Sidney parece ver na defesa da liberdade a manifestação privilegiada da virtude, como sugere o seu comentário sobre a decisão do senado romano de conceder cidadania aos privernates. Segundo a narrativa histórica de Tito Lívio, diante da indagação de um senador romano sobre o castigo mais adequado para os privernates após uma insurreição malsucedida contra Roma, o embaixador de Priverno teria dito que deveria ser aquele que merecem os homens dignos da liberdade, pois eles haviam lutado com todas as suas forças por ela; e em resposta ao cônsul romano sobre que tipo de paz seria possível esperar dos privernates, caso fossem perdoados pela insurreição, este embaixador teria dito que se fosse honrosa, eterna; mas se fosse desonrosa, não duraria muito tempo.46 46 Tito Lívio, "História de Roma" VIII, 20-21, pp. 168-172. A moral dessa narrativa para Sidney é de que um povo precisa, mesmo quando derrotado, em nome da liberdade, recusar toda forma de servidão, pois a mais plena expressão da virtude está em defender com dignidade o seu direito à liberdade.47 47 Sidney, "Discourses" III, 36, p. 520.
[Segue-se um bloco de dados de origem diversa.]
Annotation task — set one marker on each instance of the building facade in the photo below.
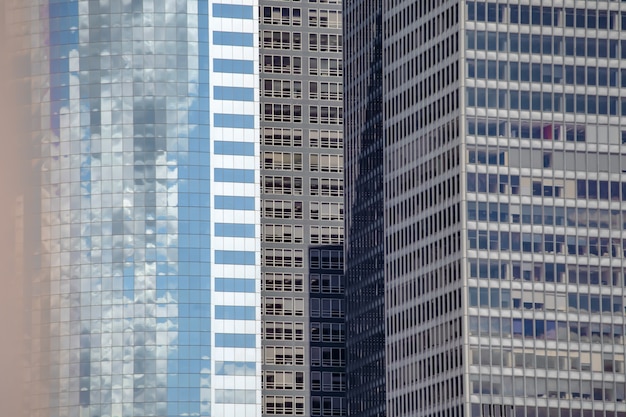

De fato, a virtude parece ser apresentada como uma modalidade do exercício da liberdade: por exemplo, a coragem é necessária para conquistar e manter a liberdade; a moderação, crucial para a coexistência da mútua liberdade entre os homens; a justiça, indispensável para gerar a liberdade; e assim por diante. Mas se a virtude é fundamental para a liberdade, por promovê-la e sustentá-la, ela não é considerada suficiente para garanti-la. É necessário um suporte institucional, mais seguro, capaz de efetivá-la; e este suporte é identificado nas leis civis:

O bem de um povo deve ser estabelecido sobre um fundamento mais sólido. Por este motivo a lei é estabelecida, para que nenhuma paixão possa perturbar este bem. Ela é vazia de desejo e medo, luxúria e ódio. Ela é mens sine affectu, razão escrita, retendo alguma medida da perfeição divina. Ela não preza aquilo que agrada um homem fraco e frágil, mas comanda o que é bom e pune todo o mal, sem considerar o tipo de pessoa, seja rico ou pobre, nobre ou plebeu. Ela é surda, inexorável e inflexível ("Discourses" III, 15, pp. 400-401).

Como é ressaltado na tradição republicana, o império da lei é a melhor forma de assegurar este bem comum, que é a liberdade. Mas não é cogitada em nenhum momento a existência de uma norma universal que imponha um único modo de vida ou único bem, visto que seria impossível determinar a sua forma e o seu conteúdo. É constantemente defendido que cada povo deve ter o direito de estabelecer as próprias leis conforme o bem que deseja alcançar.48 48 Sidney, "Discourses" III, 25, p. 464.

A única exigência mencionada é que essas leis não sejam provenientes da vontade arbitrária de um só homem, que flutua de acordo com seus interesses, humores e paixões, mas sejam estabelecidas pelo consentimento do povo, por meio de suas assembleias. Esta é considerada a maneira mais segura de o povo manter sua liberdade, entendida como a isenção de todas as leis humanas às quais não foi dado seu consentimento: "Essas leis são sob Deus a melhor defesa de nossas vidas, liberdades e bens; elas procedem não do humor cego, corrupto e flutuante de um homem, mas da deliberação amadurecida de pessoas escolhidas que têm o maior interesse nos assuntos da nação" ("Discourses" III , 43, p. 558).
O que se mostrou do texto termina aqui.